Opinião

Lula anunciou “desmatamento zero” na Amazônia até 2030, mas…

Marcus Cavalcanti disse que o governo é favorável ao avanço do PL 36/21, que “desburocratiza” o licenciamento ambiental.

*Dalce Ricas

Desde que tomou posse, em janeiro de 2023, Lula vem anunciando o compromisso de desmatamento zero na Amazônia até 2030. “E eu vou buscar isso a ferro e fogo. E vou precisar das Forças Armadas, vou precisar da Polícia Federal […], para que a gente possa resolver esse problema definitivamente no Brasil”, disse em 18 de janeiro de 2023.
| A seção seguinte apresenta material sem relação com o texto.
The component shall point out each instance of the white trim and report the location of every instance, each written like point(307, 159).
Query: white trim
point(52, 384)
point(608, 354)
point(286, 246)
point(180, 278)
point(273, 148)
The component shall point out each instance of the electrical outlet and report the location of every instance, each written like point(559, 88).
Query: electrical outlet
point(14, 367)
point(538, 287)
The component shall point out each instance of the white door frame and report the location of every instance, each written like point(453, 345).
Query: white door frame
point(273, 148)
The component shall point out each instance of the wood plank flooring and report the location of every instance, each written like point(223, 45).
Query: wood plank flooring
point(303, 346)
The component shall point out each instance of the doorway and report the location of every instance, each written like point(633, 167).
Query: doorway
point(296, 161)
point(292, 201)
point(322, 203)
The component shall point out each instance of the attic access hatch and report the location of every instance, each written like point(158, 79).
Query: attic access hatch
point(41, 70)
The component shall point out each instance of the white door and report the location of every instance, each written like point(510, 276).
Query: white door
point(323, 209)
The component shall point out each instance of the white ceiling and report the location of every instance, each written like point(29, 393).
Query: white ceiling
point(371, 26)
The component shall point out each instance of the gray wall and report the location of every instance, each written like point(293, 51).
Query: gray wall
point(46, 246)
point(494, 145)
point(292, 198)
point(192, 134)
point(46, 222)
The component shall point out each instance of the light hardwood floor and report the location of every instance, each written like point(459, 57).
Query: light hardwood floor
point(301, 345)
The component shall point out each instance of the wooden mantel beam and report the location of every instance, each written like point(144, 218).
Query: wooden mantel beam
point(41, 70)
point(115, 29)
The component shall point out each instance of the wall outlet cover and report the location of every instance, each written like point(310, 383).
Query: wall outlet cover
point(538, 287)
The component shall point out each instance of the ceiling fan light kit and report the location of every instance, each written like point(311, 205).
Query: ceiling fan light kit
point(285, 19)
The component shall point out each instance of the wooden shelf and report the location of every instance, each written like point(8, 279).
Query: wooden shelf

Mas poucos dias atrás, em 26 de março de 2025, o secretário da Casa Civil da Presidência da República Marcus Cavalcanti disse que o governo é favorável ao avanço do PL 36/21, que “desburocratiza” o licenciamento ambiental. As duas declarações batem de frente. Será que o secretário se esqueceu da promessa do Presidente?

A “desburocratização” tem como guia facilitar quem degrada, nem uma linha para beneficiar os “doidos” que preservam ambientes naturais. Os Observatórios do Clima e do Código Florestal, a Rede Pró UC e a Frente Parlamentar Ambientalista, em nota, registram que o PL é um incentivo descarado ao desmatamento, ao propor, por exemplo, estender de cinco para dez anos o conceito de pousio. Em quase todos os ecossistemas brasileiros, o grau de regeneração da vegetação em dez anos é muito alto, servindo como abrigo a inúmeras espécies da fauna.

O PL prevê ampliar as atividades em APPs (áreas de preservação permanente, que incluem nascentes, margens de cursos d’água e faixas de alta declividade, entre outras áreas ambientalmente sensíveis), sob a alegação de “interesse social” ou “utilidade pública”. Ora, interesse social é um leque em que cabe qualquer coisa, principalmente para atender interesses políticos e econômicos.

Permite ainda que a regularização de áreas desmatadas ilegalmente em reserva legal tenha início dois anos após a publicação da lei, concedendo um “prazinho” aos desmatadores. Talvez para terem tempo de dar um jeito de “deixar como está”. E já que o crime continua compensando, beneficia quem desmatou Reserva Legal entre 22 de julho de 2008 e 31 de dezembro de 2020, e permite realocação RL em área de qualidade ambiental inferior.

O PL ameaça os ecossistemas campestres de todos os biomas do país, ao ampliar o conceito de área de uso consolidado, e inventa a ridícula “homologação tácita” de Cadastros Ambientais Rurais que não forem analisados dentro de um prazo (…)”. Isso desconsidera uma das principais dificuldades do já quase finado CAR – que não sai do papel, porque os ruralistas não deixam e o poder público não tem interesse -, que é a baixa qualidade de informações de muitos cadastros. Ou seja: o proprietário dá informações erradas ou falsas, que passam a valer como verdade.

Facilita desafetação, redução e recategorização das poucas Unidades de Conservação (UCs) no país, já sob ataque, principalmente na Amazônia. A floresta não tem “Plano Safra”, e  bancos estatais e privados não financiam proteção e recuperação.   E, ainda, no perigoso caminho do autoritarismo ditatorial no país, que tem a exclusão da sociedade civil da gestão dos recursos naturais como seu parâmetro principal, o PL permite que o órgão gestor da UC exclua áreas legalmente protegidas, mesmo sendo isso constitucionalmente possível apenas por lei. É mamata demais para grande parcela da iniciativa privada que saqueia a terra, a água, a fauna e as florestas, e cinicamente debocha e rotula ambientalistas, presidente do Ibama e a ministra do meio ambiente, como “inimigos do desenvolvimento”. A turma que pensa assim é composta pelos velhos e novos herdeiros da teoria da ditadura militar, de que a Amazônia é “espaço vazio”. Indígenas e animais não prestam para nada. Fica, então, apear de tênue, a esperança de que prevaleça a declaração do Presidente. 

*Dalce Ricas é superintendente executiva da Amda.